アユが謎の大量死、1千~2千匹 富山の熊野川

©株式会社北日本新聞社

よどみに集まったアユの死骸=富山市下熊野

 14日午前6時ごろ、富山県富山市下熊野付近の住民から「熊野川に魚の死骸が浮いている」と、富山南署に通報があった。署員が駆け付けたところ、熊野川の任海橋から興南大橋までの約1キロにわたり大量の死んだアユが見つかった。
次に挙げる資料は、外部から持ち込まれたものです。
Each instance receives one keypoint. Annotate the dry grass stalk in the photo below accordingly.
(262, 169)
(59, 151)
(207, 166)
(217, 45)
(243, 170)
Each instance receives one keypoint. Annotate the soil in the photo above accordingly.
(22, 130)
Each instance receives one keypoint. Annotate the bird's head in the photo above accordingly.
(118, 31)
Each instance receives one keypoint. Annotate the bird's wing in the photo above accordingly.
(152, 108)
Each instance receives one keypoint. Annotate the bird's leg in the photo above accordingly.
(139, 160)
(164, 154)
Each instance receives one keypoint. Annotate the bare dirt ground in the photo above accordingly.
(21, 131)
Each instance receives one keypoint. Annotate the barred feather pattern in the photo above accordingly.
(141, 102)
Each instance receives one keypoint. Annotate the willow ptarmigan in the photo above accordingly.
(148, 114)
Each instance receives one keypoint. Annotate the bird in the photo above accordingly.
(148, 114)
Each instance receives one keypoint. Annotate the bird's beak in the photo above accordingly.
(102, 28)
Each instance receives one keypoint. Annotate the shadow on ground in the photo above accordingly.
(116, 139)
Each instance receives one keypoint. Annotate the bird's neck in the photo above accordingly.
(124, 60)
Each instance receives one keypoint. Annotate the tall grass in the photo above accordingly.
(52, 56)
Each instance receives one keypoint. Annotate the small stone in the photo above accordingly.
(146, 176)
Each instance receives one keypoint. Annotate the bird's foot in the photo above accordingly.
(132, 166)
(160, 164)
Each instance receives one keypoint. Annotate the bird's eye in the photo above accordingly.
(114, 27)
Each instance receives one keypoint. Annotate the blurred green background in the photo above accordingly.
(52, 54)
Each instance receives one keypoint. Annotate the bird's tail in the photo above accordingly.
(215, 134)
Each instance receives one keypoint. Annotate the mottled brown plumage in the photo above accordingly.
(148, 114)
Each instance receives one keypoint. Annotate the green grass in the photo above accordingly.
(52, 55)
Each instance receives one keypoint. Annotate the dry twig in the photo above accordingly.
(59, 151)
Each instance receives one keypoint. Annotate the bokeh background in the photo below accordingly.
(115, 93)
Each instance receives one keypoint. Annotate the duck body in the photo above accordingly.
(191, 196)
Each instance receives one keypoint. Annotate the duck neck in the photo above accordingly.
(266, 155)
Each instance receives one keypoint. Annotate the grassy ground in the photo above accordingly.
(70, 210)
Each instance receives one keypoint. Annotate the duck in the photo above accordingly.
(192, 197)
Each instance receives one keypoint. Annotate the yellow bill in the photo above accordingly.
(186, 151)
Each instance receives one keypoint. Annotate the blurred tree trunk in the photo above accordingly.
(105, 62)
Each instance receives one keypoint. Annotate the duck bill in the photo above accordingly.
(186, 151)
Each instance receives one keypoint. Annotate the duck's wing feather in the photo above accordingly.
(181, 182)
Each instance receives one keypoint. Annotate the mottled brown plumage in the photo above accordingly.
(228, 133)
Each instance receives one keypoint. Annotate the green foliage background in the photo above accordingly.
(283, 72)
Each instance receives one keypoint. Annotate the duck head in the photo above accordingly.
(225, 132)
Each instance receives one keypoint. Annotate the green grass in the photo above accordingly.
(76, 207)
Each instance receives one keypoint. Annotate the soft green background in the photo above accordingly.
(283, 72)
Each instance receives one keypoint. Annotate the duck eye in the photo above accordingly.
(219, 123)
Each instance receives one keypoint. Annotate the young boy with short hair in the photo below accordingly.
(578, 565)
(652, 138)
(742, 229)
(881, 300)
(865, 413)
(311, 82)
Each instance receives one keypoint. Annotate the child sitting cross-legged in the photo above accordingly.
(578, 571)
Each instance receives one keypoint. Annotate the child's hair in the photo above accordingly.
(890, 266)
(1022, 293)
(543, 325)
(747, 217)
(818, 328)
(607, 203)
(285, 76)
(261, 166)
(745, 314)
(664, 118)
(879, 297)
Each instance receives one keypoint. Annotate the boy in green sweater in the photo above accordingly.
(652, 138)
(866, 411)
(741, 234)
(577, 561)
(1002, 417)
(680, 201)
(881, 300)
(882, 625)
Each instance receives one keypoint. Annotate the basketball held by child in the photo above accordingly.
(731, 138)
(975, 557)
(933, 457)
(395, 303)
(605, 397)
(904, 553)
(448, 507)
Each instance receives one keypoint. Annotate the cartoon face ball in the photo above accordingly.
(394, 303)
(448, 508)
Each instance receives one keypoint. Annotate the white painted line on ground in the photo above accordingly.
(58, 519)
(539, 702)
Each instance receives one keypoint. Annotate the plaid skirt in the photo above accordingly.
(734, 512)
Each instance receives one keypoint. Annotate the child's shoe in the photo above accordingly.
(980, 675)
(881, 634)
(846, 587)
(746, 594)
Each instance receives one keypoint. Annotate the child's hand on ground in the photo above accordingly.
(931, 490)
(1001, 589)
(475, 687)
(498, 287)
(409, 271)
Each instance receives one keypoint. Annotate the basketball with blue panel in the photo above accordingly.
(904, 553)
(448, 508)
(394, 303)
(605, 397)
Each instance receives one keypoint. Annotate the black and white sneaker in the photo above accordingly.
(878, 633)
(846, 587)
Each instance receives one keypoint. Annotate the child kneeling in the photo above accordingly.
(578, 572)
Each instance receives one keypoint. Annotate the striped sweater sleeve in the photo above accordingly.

県と市が原因を調べ、同署が事件性の有無も含め捜査している。

 富山漁業協同組合によると、死骸はほとんどがアユで千~2千匹という。川面全体に点在するように浮かび、任海橋付近ではよどみに数十匹がかたまっていた。熊野川は神通川の支流で、現場付近は川底が浅いため、アユはさお釣りより網漁が行われている。

 市は現場付近3カ所の水を採取し、水質の簡易調査を実施。その結果、pH(水素イオン濃度)とDO(溶存酸素)に問題はなかった。県は死骸を持ち帰り、病気の有無などを調べている。

 同漁協は、現在はアユの産卵時期のため、来年の生息数が減少する可能性があると説明。「興南大橋から下流にのみ死骸があることから、大量死の原因が自然環境の変化とは考えにくいのではないか。毎年稚魚を放流してきたので残念」とした。